No wonder she was such a damn good lawyer. Nothing read on her heart-shaped face. Only long years together gave Dash little hints that his wife was still in there somewhere. Her feet were positioned side by side. Primly. Symmetrically. She always stood that way when greeting her parents after a long absence. And her fingers were knitted together at her waist, fidgeting.

“When was the last time we laughed, Dash? Like old times?” Her words started out almost accusatory, but they slipped toward wistful as she continued. “When was the last time we dressed up and headed down to the Strip? Or ate somewhere that didn’t do takeout? Or shut the phones off and stayed in bed all weekend?”

“You say that like it’s something I haven’t wanted.”

“Funny way of showing it. I come home and get the cold shoulder about how much time I’m spending in Washington.”

Dash stopped, glared. “I’ve supported your choice from the start.”

“My choice? Now it’s
my
choice?”

“Two years is a long time.”

“So was waiting for you to come home from each tour.” Her mouth tightened. Gloss shimmered there, as perfect as the rest of her. “You haven’t shown me anywhere near that level of support and reassurance.”

“You are so far off the mark—”

“And then there’s sex,” she said with more force. “Generally, it’s right before I leave, when you realize I’ll be gone soon.

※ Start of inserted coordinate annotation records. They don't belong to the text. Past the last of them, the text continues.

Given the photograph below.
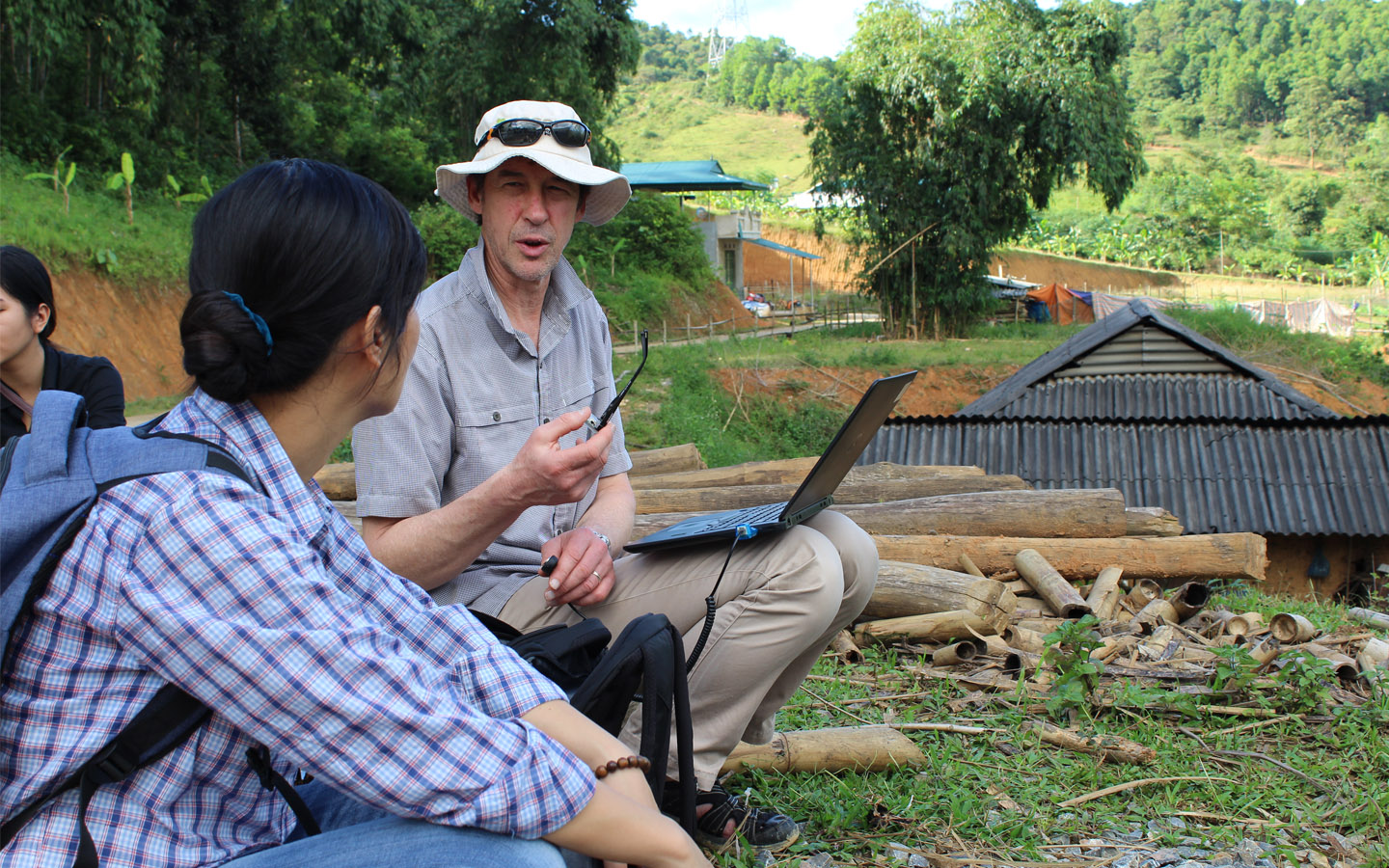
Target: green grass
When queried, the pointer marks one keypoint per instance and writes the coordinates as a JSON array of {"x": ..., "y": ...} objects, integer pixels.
[
  {"x": 665, "y": 122},
  {"x": 150, "y": 253},
  {"x": 1263, "y": 343},
  {"x": 947, "y": 803}
]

It’s an obligation like packing my toiletries bag.”

A headache exploded across his brow. Sex…an obligation? That he didn’t support her career? He supported it every time he watched her print new boarding passes and didn’t shred the damn things.

“It’s so bad you wanna throw it out? Just like that?”

“I said it hasn’t been a snap decision.”

She swallowed. The flash of worry on her face tightened his spine. A shiver crawled over his skin. Something big was coming. For the first time in his life—combat and all—he didn’t know if he could handle it.

“And now,” she whispered. “Well, I’ve met someone.”

His temper didn’t blaze. Instead, he went corpse-cold. “Met someone.”

“He works in Rueland’s office too.”

“Met. Someone.”

Her shoulders yanked back, on the defensive. “Ten years as a couple. Eight years married. Maybe six of those spent apart. Are you going to tell me it wasn’t bound to happen?”

Dash strode across the room. Her wrists in one hand. The knotted bundle of her hair in the other. He gripped both too hard. Sunny hissed. Her dark eyes widened. He was so close he could make out every kohl-black lash.

“That’s exactly what I’m telling you. It was not
bound to happen
. But you can let it happen. So where is this jackass? Waiting to whisk you away?”

“Don’t be patronizing. He’s in Los Angeles until we return to DC.”

“Thank fuck for small mercies.”

“Dash, stop it. Let go of me.”

“No.” He gave her head a shake. “You might as well tell me to calm down too. I’ll tell you
no
again.”

“This is why I didn’t want to return your calls or reply to your emails. I knew you’d lose it.”

“You were right,” he said with a nod. “And it’s better in person after all. That way I can look you in the eyes when you answer me.”